La logica che ha guidato la costruzione del modello Pasta Cuomo è quella della diversificazione coerente. La pasta resta il primo touchpoint, ma non l’unica fonte di valore. Attorno ad essa ruotano asset intangibili altrettanto cruciali: cultura industriale, identità territoriale, esperienza, conoscenza. Museo d’impresa, turismo industriale, formazione e iniziative culturali non sono attività accessorie: sono leve strategiche che rafforzano il brand, aumentano la resilienza del business e generano un impatto positivo sul territorio”.

Cosa direbbe ai tanti ragazzi che stanno cercando la propria scintilla?

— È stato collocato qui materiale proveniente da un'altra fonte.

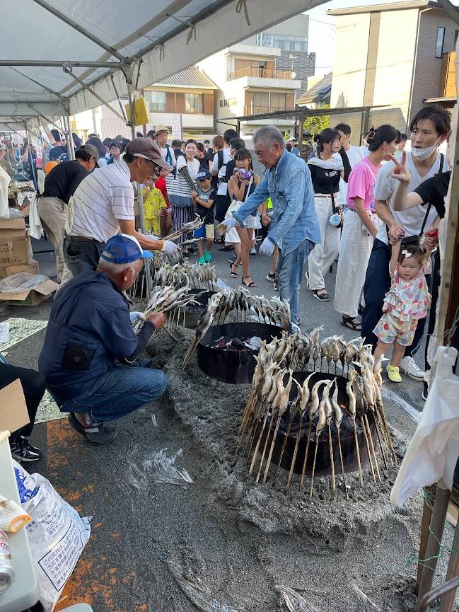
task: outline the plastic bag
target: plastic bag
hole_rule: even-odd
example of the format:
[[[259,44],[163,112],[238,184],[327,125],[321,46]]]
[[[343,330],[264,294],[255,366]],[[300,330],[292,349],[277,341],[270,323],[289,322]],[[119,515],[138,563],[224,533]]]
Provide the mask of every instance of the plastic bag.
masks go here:
[[[453,374],[457,356],[454,348],[436,350],[434,382],[390,494],[395,506],[402,507],[420,487],[438,483],[453,487],[459,455],[459,377]]]
[[[89,539],[92,516],[81,518],[49,480],[13,463],[21,502],[32,517],[25,529],[40,601],[45,612],[52,612]]]
[[[23,291],[30,291],[37,285],[48,280],[47,276],[42,274],[28,274],[26,272],[18,272],[7,276],[0,280],[0,291],[6,293],[21,293]]]

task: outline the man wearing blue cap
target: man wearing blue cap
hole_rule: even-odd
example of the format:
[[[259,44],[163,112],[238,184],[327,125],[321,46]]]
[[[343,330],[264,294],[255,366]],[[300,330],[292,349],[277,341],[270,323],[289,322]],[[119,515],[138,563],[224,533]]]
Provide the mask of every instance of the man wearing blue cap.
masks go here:
[[[93,444],[116,437],[106,421],[158,399],[167,385],[160,370],[132,367],[163,327],[164,315],[150,315],[136,335],[122,293],[151,257],[135,237],[117,234],[107,241],[97,268],[66,284],[53,303],[39,369],[61,410],[70,413],[70,425]]]

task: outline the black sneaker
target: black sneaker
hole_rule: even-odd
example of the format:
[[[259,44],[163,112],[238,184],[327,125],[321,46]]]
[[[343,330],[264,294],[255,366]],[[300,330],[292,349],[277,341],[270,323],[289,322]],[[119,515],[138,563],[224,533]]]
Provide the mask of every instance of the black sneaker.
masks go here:
[[[101,446],[109,444],[118,435],[115,427],[106,427],[103,423],[98,423],[91,427],[83,427],[73,412],[69,415],[69,422],[79,434],[86,438],[91,444]]]
[[[10,442],[11,456],[20,463],[37,461],[42,458],[40,449],[33,446],[27,438],[18,436],[16,440]]]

Come si impara a distinguere la fretta di arrivare dalla determinazione di costruire qualcosa di valore?
“L’esperienza mi insegna che il vero valore nasce dalla pazienza, dalla profondità e dalla coerenza, non dalla fretta di arrivare. La storia della mia famiglia e della nostra pasta è fatta di una ‘cottura lenta’ durata generazioni: ogni passo, ogni scelta è stata pensata per costruire qualcosa che durasse nel tempo, non per ottenere risultati immediati.

Ai giovani direi: studiate, esplorate, coltivate la curiosità e il coraggio. Studiare vi rende liberi, perché vi dà gli strumenti per capire il mondo, per dialogare con settori diversi e per trasformare la conoscenza in opportunità concrete. La differenza tra fretta e determinazione sta nel saper costruire passo dopo passo, con metodo e consapevolezza, senza rinunciare alla propria visione. Essere determinati significa non fermarsi di fronte alle difficoltà, imparare continuamente, adattarsi senza perdere la propria identità. La fretta, invece, rischia di far perdere di vista ciò che davvero conta: creare valore duraturo, per se stessi, per gli altri e per il territorio”.